If you're a middle or high school student looking for a little extra financial help as you prepare for college, consider giving up a few of your summer days to help out your community.
As of 2010, the Learn and Serve America division of the Corporation of National and Community Service has a new program called Summer of Service, which is designed for students who haven't reached college age yet. However, it has been in the making for several years. Innovations in Civic Participation, an organization devoted to expanding and enhancing youth service opportunities, first proposed and fought for a national Summer of Service program for teenagers. The organization worked with Sen. Chris Dodd and Rep. Rosa DeLauro to draft the Summer of Service Act of 2007, but it wasn't passed. Two years later, legislators reintroduced the program, and it became part of the Serve America Act of 2009 [source: ICICP].
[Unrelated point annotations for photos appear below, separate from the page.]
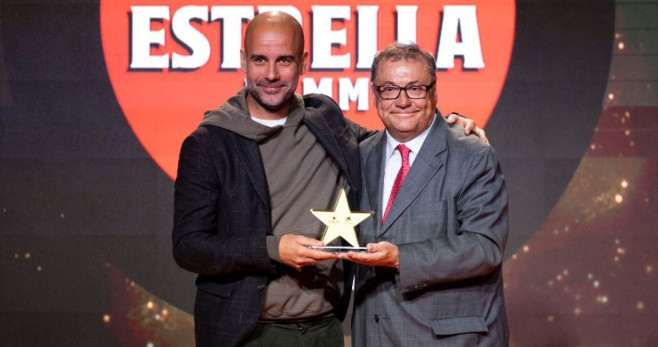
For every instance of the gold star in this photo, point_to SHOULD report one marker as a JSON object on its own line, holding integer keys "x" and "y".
{"x": 341, "y": 221}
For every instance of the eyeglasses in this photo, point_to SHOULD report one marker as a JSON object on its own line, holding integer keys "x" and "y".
{"x": 392, "y": 92}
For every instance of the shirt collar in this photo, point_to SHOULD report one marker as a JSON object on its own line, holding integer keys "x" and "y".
{"x": 414, "y": 144}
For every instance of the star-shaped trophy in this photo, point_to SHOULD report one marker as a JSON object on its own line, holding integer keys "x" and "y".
{"x": 340, "y": 223}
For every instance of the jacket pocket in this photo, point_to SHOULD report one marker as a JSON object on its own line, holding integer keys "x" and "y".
{"x": 217, "y": 289}
{"x": 458, "y": 325}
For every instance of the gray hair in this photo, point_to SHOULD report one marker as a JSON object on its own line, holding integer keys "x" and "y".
{"x": 398, "y": 51}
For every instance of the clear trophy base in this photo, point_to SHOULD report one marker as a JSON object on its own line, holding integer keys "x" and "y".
{"x": 339, "y": 249}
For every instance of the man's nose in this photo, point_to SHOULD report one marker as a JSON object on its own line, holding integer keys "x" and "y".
{"x": 403, "y": 100}
{"x": 272, "y": 72}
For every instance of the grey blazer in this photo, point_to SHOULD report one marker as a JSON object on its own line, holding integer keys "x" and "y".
{"x": 449, "y": 221}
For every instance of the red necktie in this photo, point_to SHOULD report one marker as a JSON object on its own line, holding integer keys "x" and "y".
{"x": 404, "y": 151}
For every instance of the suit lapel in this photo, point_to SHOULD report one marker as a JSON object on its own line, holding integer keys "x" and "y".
{"x": 248, "y": 150}
{"x": 374, "y": 175}
{"x": 429, "y": 162}
{"x": 323, "y": 133}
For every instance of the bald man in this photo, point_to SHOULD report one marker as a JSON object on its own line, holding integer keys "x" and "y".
{"x": 247, "y": 178}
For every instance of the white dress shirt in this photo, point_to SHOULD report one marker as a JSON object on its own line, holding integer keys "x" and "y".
{"x": 393, "y": 160}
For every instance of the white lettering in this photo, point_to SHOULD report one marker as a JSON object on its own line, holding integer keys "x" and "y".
{"x": 232, "y": 17}
{"x": 464, "y": 20}
{"x": 191, "y": 37}
{"x": 324, "y": 87}
{"x": 367, "y": 36}
{"x": 406, "y": 24}
{"x": 357, "y": 92}
{"x": 324, "y": 38}
{"x": 142, "y": 37}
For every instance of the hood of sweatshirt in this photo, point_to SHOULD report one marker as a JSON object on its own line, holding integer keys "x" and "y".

By enrolling in a program, students who complete 100 hours of service may be eligible for $500 or $750 education awards for their work, depending on need [source: Learn and Serve America]. The funds are designated for middle- and high-schoolers, but preference is given to programs that enroll rising sixth- through ninth-graders. You can use these awards later on to cover higher education expenses or to pay down your student loans. Unfortunately, you may receive Summer of Service awards only twice, and you must use it within 10 years of receiving it. But your participation in this program won't affect your eligibility for AmeriCorps awards once you're older, if you choose to pursue that route [source: NASFAA].
If you're interested in checking out Summer of Service opportunities in your neighborhood, head to the Corporation for National and Community Service's Web site [source: Corporation for National and Community Service].